After chilling among the main lead pack for the first part of the race, by 31.5k in, Lithuania’s Gediminas Grinius (pre-race interview) had broken off the front of that pack and into the third position. Though he tempered his answers to “How are you feeling?” questions, he looked wicked comfortable from the first time we saw him at 11.5k onward.
Between the 46.5k and 69.6k aid stations, runners travel through the Tenshi Mountains, the race’s most technical and remote section. If you come out looking good on the other side, chances are, you’re going to have a good race. Gediminas came out on fire, and though he was 20 minutes off the lead in third place, it looked like it was a matter of time until he would take over the lead. At the 90.4k aid station, Gediminas arrived nine minutes back of the lead, but left just one minute behind due to a smooth transition. By the 110k aid station, he had vaulted into the lead and gapped the rest of the field by 13 minutes. That number steadily rose for the race’s final 60k until he finished some 75 minutes ahead of everyone else.
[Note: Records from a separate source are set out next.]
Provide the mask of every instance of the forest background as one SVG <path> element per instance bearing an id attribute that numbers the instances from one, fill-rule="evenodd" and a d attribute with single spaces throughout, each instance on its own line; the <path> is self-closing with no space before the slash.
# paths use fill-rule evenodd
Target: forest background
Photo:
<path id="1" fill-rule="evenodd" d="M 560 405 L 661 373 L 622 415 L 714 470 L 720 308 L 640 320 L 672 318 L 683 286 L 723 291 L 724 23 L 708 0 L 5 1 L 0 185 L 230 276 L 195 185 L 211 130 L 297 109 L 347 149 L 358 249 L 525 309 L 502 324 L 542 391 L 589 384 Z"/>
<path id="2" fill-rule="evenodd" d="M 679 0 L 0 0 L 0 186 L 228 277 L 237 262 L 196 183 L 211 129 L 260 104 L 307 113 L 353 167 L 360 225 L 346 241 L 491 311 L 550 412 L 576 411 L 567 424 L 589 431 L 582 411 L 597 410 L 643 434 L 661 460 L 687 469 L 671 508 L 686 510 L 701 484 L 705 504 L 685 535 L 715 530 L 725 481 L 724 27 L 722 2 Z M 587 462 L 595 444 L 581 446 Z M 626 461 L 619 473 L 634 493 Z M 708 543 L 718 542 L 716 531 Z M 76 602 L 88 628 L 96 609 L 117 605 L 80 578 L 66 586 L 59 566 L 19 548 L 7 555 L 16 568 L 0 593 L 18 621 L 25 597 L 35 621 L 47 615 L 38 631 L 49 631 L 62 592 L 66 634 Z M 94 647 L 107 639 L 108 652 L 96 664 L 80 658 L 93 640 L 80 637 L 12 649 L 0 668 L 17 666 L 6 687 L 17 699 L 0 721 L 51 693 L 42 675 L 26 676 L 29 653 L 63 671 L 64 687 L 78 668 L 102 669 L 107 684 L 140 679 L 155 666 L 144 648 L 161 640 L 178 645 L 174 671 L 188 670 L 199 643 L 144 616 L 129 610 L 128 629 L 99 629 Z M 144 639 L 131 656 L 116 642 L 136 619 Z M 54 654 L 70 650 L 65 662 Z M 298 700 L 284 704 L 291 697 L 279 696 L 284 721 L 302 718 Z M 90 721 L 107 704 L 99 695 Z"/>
Norway’s Didrik Hermansen has proven his talent and potential in shorter ultra distances, and in the first half of the race he looked like he would be a force to be reckoned with in his first 100 miler. However, in the race’s overnight hours, his stomach turned, he spent three hours vomiting, and he was forced to drop at 110k.
After moving back into second position, Arnaud hung onto that spot all the way through the finish. We were told that, a couple kilometers out from the finish, Arnaud was walking, unable to run more than a few meters at a time. Remarkably, he even walked the finishing straight and across the line. Talk about putting it all on the table. His hot pace was risky but ultimately successful.
American Jeff Browning’s (post-race interview) performance was easily the most pleasurable to watch. Jeff spent more than the first 50k outside of the men’s top 10, and he looked super chill there. When we saw him at 69.6k, he’d snuck into the last spot in the men’s top 10. From there, he climbed the proverbial ladder. The only question was how many rungs he’d ascend by the finish. The answer went like this: seventh place at 90.4k, sixth and 110k, fourth at 110k, fourth at 135.5k, third at 141.7k, third at 157k, and third at the finish. His intelligent pacing early allowed him to hammer the race’s final 50k, move into third position, and hold it. For perspective, Jeff was 71 minutes behind eventual second place Arnaud at 110k and just over five minutes at the finish.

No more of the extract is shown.